I wrote in a Facebook post that you have to praise the event. It is a commercial runaway express train. I’ve never seen the halls as crowded on the first morning of the show as they were this year. And although it is a very different show to the one I first went to in Cannes 22 years ago, some things don’t change – but more of that later.
The Cannes event, with its few thousand delegates, was a place were the mobile infrastructure vendors looked to meet and seal deals with network operators, and where smaller innovative companies in the same space tried to sell to the bigger players – other vendors, integrators or the operators themselves.

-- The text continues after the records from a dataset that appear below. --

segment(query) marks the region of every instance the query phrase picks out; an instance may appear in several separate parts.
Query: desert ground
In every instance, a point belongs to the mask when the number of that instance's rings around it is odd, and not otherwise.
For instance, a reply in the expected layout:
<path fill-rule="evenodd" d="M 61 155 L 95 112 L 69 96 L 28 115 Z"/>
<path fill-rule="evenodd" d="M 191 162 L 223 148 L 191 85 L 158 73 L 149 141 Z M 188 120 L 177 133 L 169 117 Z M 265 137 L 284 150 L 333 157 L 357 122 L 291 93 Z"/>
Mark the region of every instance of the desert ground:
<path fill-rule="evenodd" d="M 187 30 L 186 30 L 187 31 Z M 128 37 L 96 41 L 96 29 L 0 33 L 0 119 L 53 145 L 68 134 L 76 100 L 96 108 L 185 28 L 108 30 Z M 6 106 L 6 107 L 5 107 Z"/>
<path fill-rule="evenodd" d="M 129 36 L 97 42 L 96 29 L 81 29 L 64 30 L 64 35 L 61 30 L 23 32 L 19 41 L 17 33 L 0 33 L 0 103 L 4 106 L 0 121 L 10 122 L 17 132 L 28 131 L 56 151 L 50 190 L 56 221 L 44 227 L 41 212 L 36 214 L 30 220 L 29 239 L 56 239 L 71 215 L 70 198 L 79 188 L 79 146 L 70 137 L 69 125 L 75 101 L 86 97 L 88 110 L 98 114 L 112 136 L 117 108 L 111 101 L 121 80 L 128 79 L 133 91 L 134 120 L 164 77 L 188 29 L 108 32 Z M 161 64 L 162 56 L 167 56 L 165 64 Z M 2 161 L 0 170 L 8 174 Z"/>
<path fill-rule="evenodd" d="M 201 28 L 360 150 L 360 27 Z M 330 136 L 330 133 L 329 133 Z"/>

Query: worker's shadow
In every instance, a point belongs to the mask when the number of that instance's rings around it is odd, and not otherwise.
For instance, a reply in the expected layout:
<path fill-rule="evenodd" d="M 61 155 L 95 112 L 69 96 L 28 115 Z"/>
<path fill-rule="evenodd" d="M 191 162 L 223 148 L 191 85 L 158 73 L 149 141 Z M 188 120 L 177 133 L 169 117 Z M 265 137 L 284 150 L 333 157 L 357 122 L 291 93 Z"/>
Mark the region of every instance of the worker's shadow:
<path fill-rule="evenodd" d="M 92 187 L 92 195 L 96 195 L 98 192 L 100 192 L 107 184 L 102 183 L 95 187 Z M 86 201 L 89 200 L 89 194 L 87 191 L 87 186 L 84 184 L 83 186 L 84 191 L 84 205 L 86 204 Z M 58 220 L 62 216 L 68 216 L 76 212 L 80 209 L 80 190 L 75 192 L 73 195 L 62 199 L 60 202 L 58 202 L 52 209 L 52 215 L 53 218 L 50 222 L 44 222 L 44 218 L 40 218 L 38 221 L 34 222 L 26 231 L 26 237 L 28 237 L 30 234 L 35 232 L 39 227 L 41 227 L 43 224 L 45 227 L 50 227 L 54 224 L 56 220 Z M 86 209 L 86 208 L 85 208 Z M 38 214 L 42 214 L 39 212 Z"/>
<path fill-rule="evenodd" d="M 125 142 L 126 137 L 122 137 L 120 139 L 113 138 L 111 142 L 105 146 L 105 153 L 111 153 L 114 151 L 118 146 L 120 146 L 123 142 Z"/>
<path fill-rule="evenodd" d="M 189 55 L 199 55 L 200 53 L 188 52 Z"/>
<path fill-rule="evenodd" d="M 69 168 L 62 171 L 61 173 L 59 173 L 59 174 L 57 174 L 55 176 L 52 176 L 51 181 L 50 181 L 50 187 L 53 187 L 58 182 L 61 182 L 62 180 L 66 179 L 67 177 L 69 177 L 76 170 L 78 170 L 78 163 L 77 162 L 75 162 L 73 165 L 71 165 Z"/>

These days the headlines at the show are usually grabbed by handset vendors launching new devices, or by driverless cars, or keynote speeches by star names from the Internet – this year it was the CEO of Netflix. The exhibition halls are awash with smart toys from Swiss watch companies or drone manufacturers, and with video glasses, and Virtual Reality headsets; most of which have very little to do with real mobile infrastructure.
But despite the high profile nature of the event these days, I actually felt this year’s show was a little light on headline news. Blackberry’s handset launch garnered some attention, but in a relatively young industry the wave of nostalgia that surrounded the return of Nokia to the handset market with its retro 3310 was in some ways as disappointing as it was fun.
When the innovation on show is a return to past glories, that does seem at odds with an industry that is constantly looking forward. Having said that, the warmth and goodwill that accompanied the launch was fun to see. Of course, sales will be the final arbiter of its success, but it would be great to have a strong European brand back in the handset market.
On the conference stage, the news that incoming GSMA Chairman Sunny Mittal of Bharti Telecom intends to scrap roaming charges during his time at the helm will be welcomed by businesses, consumers, and regulators all over the world. However, not all operators will be smiling and the move will throw up some interesting commercial as well as technical challenges – especially for subscribers living close to land borders.
And while on the giant booths of the big infrastructure vendors and operators, the talk was all 5G; in the corners of the booths and halls, and in small meeting rooms, the old show still very much exists. One relatively small UK start-up I chatted to had held eight, one hour-long, meetings every day in its cubicle-sized meeting room in Hall two. They had been back-to-back without a break and often had to send one or two of the team to have parallel meetings in the coffee bar.
Which means, that despite all the glitz and the glamour; at its heart, MWC remains THE place where the mobile industry comes to do business. After more than 20 years, that’s quite an achievement in itself. And next February, we’ll gather to do it all again.